In this project business metrics are the decision tools.
An oil company, OilyGiant is in a quest of finding a new location for its new oil mining location.
A dataset of volume oil reserves, as well as three independent variables for each oil well as observed in the past are given.
The project is to find one location with to develop with prospect to meet company's business metrics:
-
Contribute to the company's positive profitability, with budgeted cost of USD 100,000,000
-
Has a potential of risk not more than 2.5%
Steps in finding that are:
-
Gather the parameters to select wells in each location: oil quality and volume of reserves
-
Build and select a model that is able to predict the volume of oil reserve in a new well
-
Select wells with highest estimated volume
-
Select location with highest total profit for the selected wells
The datasets of three locations observed:
-
id — unique ID of wells
-
f0, f1, f2 — three features that are significant
-
product — volume of oil reserves in a well (thousands barrel)
The parameters of each well are known already. The target of this machine learning is to find prediction of volume, that is numerical, continuous. Hence the model needed is the regression one. One location with the highest margin will be found. From those three location, wells are to be sampled using bootstrapping method. And an analysis of profitability and potential risk is made.
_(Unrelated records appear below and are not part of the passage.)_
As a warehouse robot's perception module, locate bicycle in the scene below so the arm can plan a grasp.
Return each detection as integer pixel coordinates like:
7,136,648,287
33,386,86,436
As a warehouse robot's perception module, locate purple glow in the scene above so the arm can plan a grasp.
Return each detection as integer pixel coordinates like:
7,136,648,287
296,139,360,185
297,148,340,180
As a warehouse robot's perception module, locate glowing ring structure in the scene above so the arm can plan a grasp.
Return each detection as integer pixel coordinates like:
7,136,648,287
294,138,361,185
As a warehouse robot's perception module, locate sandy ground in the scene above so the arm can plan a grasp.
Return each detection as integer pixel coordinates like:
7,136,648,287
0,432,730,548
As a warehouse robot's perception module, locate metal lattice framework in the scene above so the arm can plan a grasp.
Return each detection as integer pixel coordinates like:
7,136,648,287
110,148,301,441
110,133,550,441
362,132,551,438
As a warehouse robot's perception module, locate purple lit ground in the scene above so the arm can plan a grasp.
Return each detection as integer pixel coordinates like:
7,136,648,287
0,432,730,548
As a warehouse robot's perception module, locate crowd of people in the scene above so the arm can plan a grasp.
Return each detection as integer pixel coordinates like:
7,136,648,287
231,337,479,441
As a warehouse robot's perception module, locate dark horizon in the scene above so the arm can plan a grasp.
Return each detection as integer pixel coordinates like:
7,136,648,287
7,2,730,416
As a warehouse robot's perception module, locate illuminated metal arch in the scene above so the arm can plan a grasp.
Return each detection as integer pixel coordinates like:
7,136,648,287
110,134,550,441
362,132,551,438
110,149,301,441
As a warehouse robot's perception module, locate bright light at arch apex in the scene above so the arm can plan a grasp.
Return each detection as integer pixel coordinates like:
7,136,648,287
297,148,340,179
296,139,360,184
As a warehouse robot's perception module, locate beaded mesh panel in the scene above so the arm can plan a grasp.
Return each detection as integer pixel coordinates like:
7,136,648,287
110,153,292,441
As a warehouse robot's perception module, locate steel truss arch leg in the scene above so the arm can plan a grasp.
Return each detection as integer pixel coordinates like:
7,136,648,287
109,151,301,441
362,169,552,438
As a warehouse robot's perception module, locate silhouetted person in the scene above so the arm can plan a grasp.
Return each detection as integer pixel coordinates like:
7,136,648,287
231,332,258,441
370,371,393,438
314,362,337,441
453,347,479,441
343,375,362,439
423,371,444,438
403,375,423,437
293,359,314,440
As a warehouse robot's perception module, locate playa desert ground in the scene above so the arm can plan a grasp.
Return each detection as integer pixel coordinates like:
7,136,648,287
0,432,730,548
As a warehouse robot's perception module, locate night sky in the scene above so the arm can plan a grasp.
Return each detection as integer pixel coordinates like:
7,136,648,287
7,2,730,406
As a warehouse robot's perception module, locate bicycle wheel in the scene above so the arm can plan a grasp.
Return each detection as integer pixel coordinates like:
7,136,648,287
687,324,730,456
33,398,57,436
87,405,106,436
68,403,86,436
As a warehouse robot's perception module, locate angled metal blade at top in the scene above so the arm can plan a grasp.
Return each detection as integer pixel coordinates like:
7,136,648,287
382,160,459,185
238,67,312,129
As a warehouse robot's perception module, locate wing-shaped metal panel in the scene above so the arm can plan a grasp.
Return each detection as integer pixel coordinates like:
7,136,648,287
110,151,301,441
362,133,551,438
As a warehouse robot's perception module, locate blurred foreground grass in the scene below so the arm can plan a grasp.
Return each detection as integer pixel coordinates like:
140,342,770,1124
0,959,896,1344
Three models with three different algorithms: XGBoostRegressor, LinearRegression, and LightGBMRegressor, are built. All three algorithms perform well for dataset of Location 2. Yet none work satisfactorily for datasets of Location 1 and Location 3. This is probably related to the three given predictors being weekly relevant to the volume of oil reserved. Without bootstrapping, Location 1 appears as the most promising contributor to profitability. However with bootstrapping technique, it is discovered that the extremely high figure does not fall in the confidence interval of 95% of the distribution of mean of the samples. Finally, it is found that Location 2 is solid and more likely to contribute the highest profit, with mean distribution of confidence interval of 95% : USD 1,050,097 - USD 9,635,649, and loss potential as low as 0.5%.